Ah, yes, that makes sense. It’s mathematically equivalent, but perhaps a bit easier for the sampler if i is included as a parameter since it won’t then jump to a different value if the new sample was rejected. You could still use HMC for the remaining continuous parameters by doing something like this:

@model function sample_extra_var()
    i ~ DiscreteUniform(1, length(cs))
    c := cs[i]
    x ~ Normal(c)
end

sample(sample_extra_var(), Gibbs(:i => MH(), :x => HMC(0.1, 20)), 10000)

This seems to get better ess-per-second for x compared to just MH(), at least using the toy model from my previous comment.

And of course you can still track the value of c using :=

pretty sick we can specify different MCMC algos for each variable!

WOW, on my 10D problem, it’s insane how much higher effective sample size NUTS gives than MH (by default, proposing according to the prior).
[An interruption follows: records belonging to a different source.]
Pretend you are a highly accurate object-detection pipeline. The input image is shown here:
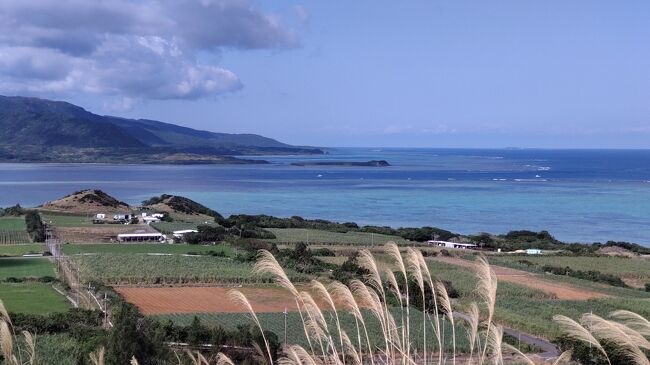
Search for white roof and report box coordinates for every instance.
[427,240,476,247]
[173,229,198,234]
[117,233,164,238]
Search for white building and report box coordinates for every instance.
[172,229,199,239]
[427,240,478,250]
[142,217,160,224]
[117,233,167,242]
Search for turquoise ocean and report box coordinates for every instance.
[0,148,650,246]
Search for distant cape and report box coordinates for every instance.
[0,96,323,164]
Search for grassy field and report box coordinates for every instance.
[422,259,650,338]
[0,258,56,280]
[0,217,31,245]
[71,253,278,284]
[154,309,468,351]
[151,221,218,234]
[62,243,235,257]
[490,255,650,278]
[0,283,69,314]
[36,333,88,365]
[41,211,93,227]
[268,228,409,245]
[0,243,45,256]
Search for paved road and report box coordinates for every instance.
[454,312,560,360]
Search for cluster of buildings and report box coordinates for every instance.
[93,212,165,224]
[427,240,542,255]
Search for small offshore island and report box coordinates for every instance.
[291,160,390,167]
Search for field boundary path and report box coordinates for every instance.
[45,224,98,310]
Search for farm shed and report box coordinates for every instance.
[427,240,478,250]
[117,233,167,242]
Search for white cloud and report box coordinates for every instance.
[0,0,299,101]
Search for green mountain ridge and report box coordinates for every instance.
[0,96,323,163]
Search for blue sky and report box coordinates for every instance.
[0,0,650,148]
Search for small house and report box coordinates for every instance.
[142,217,160,224]
[117,233,167,242]
[113,214,133,221]
[172,229,199,239]
[427,240,478,250]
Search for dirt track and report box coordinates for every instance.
[431,257,607,300]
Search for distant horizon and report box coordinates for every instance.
[0,0,650,149]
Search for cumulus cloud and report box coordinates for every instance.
[0,0,299,99]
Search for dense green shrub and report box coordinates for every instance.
[0,204,25,217]
[25,210,45,242]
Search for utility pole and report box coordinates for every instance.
[284,307,289,346]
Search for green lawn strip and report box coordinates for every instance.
[70,253,269,284]
[154,309,469,352]
[0,258,56,280]
[151,221,218,234]
[496,297,650,339]
[267,228,409,245]
[41,212,93,227]
[62,243,235,257]
[0,217,31,243]
[429,261,650,338]
[36,333,88,365]
[490,255,650,279]
[0,243,45,256]
[0,282,69,314]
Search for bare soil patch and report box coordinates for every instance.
[432,257,607,300]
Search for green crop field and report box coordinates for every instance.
[490,255,650,279]
[0,283,69,314]
[71,253,284,284]
[0,243,45,257]
[36,333,85,365]
[422,258,650,338]
[268,228,409,245]
[62,243,235,256]
[41,212,93,227]
[154,309,468,352]
[0,258,56,280]
[0,217,31,245]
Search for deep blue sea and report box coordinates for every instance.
[0,148,650,246]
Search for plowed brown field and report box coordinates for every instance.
[431,257,607,300]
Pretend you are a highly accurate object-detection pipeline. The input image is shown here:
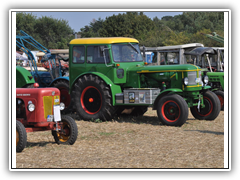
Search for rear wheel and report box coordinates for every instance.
[16,120,27,152]
[214,91,224,111]
[157,94,188,126]
[190,91,221,120]
[72,74,115,120]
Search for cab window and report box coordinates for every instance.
[72,46,85,64]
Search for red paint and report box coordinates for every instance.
[195,96,213,116]
[16,88,60,132]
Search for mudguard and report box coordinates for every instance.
[16,66,35,88]
[153,88,183,110]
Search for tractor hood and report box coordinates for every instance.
[133,64,201,73]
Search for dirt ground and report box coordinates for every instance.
[16,108,224,168]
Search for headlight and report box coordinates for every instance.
[27,104,35,112]
[203,76,208,84]
[60,102,65,111]
[183,77,188,86]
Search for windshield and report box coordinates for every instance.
[112,43,143,62]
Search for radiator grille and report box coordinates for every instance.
[188,71,197,85]
[43,96,53,119]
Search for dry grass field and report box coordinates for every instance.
[16,108,224,168]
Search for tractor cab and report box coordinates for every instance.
[184,47,224,72]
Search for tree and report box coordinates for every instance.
[80,18,104,37]
[16,13,73,49]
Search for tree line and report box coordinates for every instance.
[16,13,74,49]
[16,12,224,49]
[79,12,224,47]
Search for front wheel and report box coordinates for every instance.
[157,94,188,126]
[190,91,221,120]
[52,116,78,145]
[16,120,27,152]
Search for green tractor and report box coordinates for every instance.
[16,66,35,88]
[141,43,224,110]
[69,37,220,126]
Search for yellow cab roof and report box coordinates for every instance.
[69,37,139,44]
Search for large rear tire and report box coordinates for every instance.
[72,74,115,121]
[157,94,188,126]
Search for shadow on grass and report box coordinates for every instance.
[184,130,224,135]
[26,141,56,148]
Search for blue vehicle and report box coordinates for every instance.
[16,30,73,113]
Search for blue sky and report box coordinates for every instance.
[26,11,182,32]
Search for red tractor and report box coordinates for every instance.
[16,83,78,152]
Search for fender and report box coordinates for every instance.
[16,66,35,88]
[70,72,122,106]
[153,88,183,110]
[49,76,69,87]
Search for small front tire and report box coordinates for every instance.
[16,120,27,152]
[157,94,188,126]
[190,90,221,120]
[52,116,78,145]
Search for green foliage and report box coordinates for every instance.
[80,12,224,47]
[16,13,74,49]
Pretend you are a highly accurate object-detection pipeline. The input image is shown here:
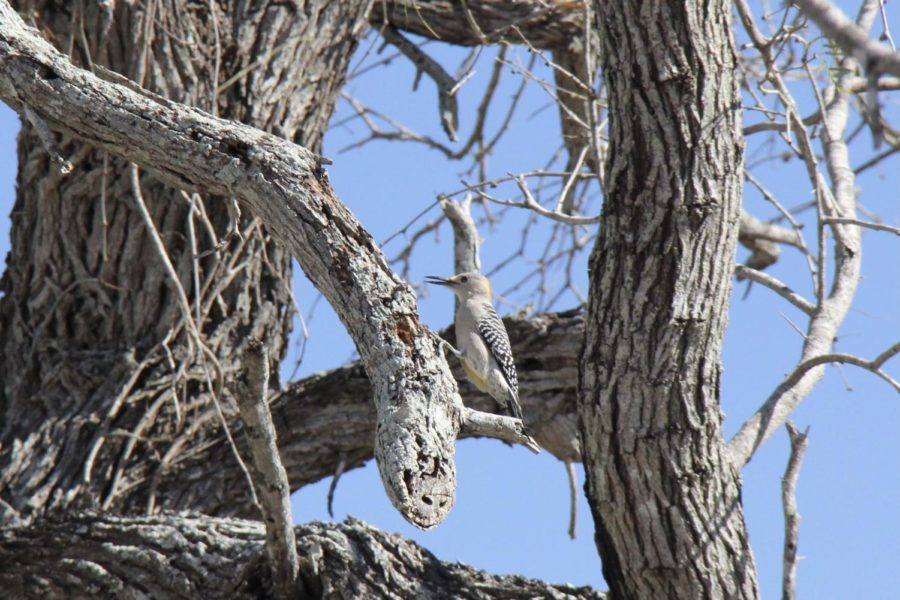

MH is so ineffective compared to NUTS (but so much easier to explain in a paper or presentation).

for my inverse problem, based your comment, I figured out I could make the MH much more efficient by tuning the proposal dist’n for each variable. thanks!

	MH(
		:i => DiscreteUniform(1, nrow(train_posterior)),
		:h₀ => AdvancedMH.RandomWalkProposal(Normal(0, 1.0)),
		:t₀ => AdvancedMH.RandomWalkProposal(Normal(0, 0.1))
	)

thank you! will acknowledge you in my paper, “thank you penelopeysm for help with Turing.jl”, if ok with you.

That’s very kind you are welcome to use my full name if you prefer (penelopeysm (Penelope Yong) · GitHub) and do also share the paper once it’s out as we’re very keen to see how Turing is being used out there in the wild!